The secret of Woolworth's success was in recognising that selling small quantities with a high markup was damaging to a mass market. Instead, he focused on selling huge quantities of low-priced goods, and did it in such a way as to make his customers feel they were rich. His stores specialised in everyday household and personal items at rock-bottom prices. He also placed stores carefully, and by installing soda fountains in many of them, turned them into meeting places, informal community centres. This in turn,developed a fierce loyalty in his customers, who attached the Woolworth name to good value and a feel-good factor.
Store placement also contributed to success. Most stores were in the outlying, middle-class areas of the cities, and the business districts. Initially, relatively few were in working-class areas, although the balance began to change in the 1920s, but even then, the company's prime market place were middle-class residents.
In 1905, the company was incorporated, and by 1909, Woolworths was ready to move overseas, and began opening stores in Great Britain and Eire. This began a period of massive growth and strengthening, and he began meeting with competitors to discuss mergers, in 1911. At the time, Woolworth had 319 stores, his competitors, a total of 254. The new company was worth $65 million in March 1912, when all the 596 stores asumed the Woolworth name.
The huge turnover still provided for large profits, even though margins were low. His surplus funds, and vision for growth were such that he commissioned The Woolworth Building in Manhattan, which was completed in 1913, at the time, the tallest building in the world. This symbol of strength and size well reflected the strength of the business which peaked at over 10,000 stores worldwide.

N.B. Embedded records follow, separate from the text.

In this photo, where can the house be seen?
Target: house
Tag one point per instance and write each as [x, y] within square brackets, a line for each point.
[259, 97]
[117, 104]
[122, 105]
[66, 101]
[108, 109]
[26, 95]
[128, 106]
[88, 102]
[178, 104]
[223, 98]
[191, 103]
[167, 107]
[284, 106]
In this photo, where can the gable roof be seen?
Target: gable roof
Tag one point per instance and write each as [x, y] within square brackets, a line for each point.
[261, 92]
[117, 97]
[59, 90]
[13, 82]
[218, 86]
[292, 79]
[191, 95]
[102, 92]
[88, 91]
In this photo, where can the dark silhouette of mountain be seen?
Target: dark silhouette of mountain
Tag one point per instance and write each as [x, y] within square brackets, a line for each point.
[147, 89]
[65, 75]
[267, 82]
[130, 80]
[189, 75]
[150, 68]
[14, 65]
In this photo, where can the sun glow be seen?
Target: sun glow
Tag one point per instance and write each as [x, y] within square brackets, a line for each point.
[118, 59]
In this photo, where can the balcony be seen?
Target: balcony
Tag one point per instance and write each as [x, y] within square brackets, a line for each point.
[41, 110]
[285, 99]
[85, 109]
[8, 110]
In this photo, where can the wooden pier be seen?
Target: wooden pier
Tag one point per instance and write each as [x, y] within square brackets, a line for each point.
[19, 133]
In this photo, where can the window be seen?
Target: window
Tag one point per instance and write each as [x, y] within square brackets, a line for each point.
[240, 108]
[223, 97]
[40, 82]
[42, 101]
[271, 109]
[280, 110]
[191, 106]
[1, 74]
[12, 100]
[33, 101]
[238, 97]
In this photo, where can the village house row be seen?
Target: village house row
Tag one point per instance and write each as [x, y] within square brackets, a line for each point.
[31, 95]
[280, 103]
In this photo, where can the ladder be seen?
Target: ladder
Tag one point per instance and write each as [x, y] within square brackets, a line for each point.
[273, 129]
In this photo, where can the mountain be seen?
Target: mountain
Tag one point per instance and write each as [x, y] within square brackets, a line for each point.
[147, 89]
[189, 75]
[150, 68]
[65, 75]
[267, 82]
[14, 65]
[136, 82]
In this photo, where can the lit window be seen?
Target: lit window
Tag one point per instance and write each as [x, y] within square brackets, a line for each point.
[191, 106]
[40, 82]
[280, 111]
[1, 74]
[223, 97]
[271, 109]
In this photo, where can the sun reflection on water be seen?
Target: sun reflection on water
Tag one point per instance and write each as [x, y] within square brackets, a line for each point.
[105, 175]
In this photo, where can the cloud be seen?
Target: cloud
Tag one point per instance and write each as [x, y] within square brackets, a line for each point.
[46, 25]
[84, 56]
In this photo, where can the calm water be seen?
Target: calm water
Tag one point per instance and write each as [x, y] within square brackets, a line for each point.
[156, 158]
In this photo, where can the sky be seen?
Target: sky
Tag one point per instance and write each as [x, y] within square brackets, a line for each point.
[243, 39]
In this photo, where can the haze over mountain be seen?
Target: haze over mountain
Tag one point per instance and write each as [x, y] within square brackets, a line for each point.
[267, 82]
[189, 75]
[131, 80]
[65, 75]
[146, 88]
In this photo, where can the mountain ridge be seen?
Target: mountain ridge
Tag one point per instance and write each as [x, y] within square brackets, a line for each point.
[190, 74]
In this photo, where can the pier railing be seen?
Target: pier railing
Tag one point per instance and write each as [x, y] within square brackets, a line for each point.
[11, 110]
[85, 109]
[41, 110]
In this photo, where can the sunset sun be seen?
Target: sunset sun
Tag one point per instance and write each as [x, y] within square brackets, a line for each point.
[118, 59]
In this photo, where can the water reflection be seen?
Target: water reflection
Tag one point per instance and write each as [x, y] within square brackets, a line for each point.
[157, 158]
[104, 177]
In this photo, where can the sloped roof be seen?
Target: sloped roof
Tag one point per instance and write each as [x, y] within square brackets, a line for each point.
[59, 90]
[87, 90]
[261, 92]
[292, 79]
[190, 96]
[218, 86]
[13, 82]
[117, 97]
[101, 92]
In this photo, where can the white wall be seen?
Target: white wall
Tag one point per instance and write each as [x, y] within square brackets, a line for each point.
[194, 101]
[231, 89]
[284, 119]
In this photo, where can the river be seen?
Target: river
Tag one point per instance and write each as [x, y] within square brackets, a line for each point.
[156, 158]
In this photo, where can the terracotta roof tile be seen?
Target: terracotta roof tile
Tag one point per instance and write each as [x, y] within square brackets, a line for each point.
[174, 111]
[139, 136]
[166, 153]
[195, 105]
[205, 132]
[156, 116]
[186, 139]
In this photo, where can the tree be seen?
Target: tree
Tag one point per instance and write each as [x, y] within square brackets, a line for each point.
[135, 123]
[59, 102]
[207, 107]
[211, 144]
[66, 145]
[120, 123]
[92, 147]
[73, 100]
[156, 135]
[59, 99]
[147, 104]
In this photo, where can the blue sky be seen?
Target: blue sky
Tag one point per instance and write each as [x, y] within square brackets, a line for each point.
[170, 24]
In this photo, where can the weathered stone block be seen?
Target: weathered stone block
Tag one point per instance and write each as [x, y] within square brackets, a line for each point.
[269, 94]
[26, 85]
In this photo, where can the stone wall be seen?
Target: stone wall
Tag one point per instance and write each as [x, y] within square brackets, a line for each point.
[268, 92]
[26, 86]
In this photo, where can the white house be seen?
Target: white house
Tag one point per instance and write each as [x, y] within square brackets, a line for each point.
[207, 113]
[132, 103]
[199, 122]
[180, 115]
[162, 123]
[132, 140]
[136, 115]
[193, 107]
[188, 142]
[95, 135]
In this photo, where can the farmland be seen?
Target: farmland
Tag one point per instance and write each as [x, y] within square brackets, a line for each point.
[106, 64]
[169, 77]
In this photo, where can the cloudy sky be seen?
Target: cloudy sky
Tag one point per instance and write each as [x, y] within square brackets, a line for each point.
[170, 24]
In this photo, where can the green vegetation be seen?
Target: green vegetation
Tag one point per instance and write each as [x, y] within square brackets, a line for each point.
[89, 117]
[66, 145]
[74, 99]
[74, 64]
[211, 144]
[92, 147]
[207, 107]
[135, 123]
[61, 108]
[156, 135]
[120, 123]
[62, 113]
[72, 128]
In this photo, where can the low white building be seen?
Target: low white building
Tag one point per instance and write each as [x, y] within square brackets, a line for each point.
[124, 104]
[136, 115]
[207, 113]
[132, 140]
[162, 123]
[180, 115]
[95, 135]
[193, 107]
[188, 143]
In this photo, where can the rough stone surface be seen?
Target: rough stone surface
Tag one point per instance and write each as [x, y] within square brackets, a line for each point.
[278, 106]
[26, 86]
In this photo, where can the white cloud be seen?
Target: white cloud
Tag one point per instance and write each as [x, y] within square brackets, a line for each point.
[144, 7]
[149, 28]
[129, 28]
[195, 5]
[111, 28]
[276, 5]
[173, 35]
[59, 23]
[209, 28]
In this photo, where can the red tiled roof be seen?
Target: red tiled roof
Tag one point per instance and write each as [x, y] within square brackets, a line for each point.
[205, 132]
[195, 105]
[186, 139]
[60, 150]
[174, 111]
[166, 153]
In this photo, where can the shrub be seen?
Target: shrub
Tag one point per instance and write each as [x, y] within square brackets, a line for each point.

The changing face of commerce has meant that the Woolworths name has declined in worth over the years. As more and more money circulated, and consumer confidence increased, sales began to drop, and Woolworths went looking for buyers. The corporation was eventually sold in 1997, to Walmart, who bought a substantial holding in the US, and in Britain, the Kingfisher Group took a similar interest in the UK operation.
History, Culture and Nostalgia
So many people have fond memories of Woolworths - it was more than just somewhere to shop, catch bargains or stock up. It was a gathering place - where you met your friends, often having lunch or coffee. In fact, A Woolworth's lunch counter was instrumental in kick-starting a social, political and racial revolution. On 1st February, 1960, a group of young black students met in the store in Greensboro, North Carolina, and sat for lunch. The refused to leave when asked to, and staged what was known as the first 'sit-in' protest. Public support grew, and many challenged Woolworth's company policy of racial discrimination, and eventually, they won out. The original lunch counter is enshrined in the National Museum of American History at the Smithsonian Institution's.
Woolworths is still a household name - Christmas in the UK always brings a rash of advertising, and business is growing back slowly, as the "cheap and cheerful" image is slowly shed.
Gorgonzola tells me that WalMart bought out Woolworths in the USA and closed all the stores. Ah, well. They are still doing fair business in the UK though, announcing a £73.1 profit in 2005, based on sales of £2.9 billion.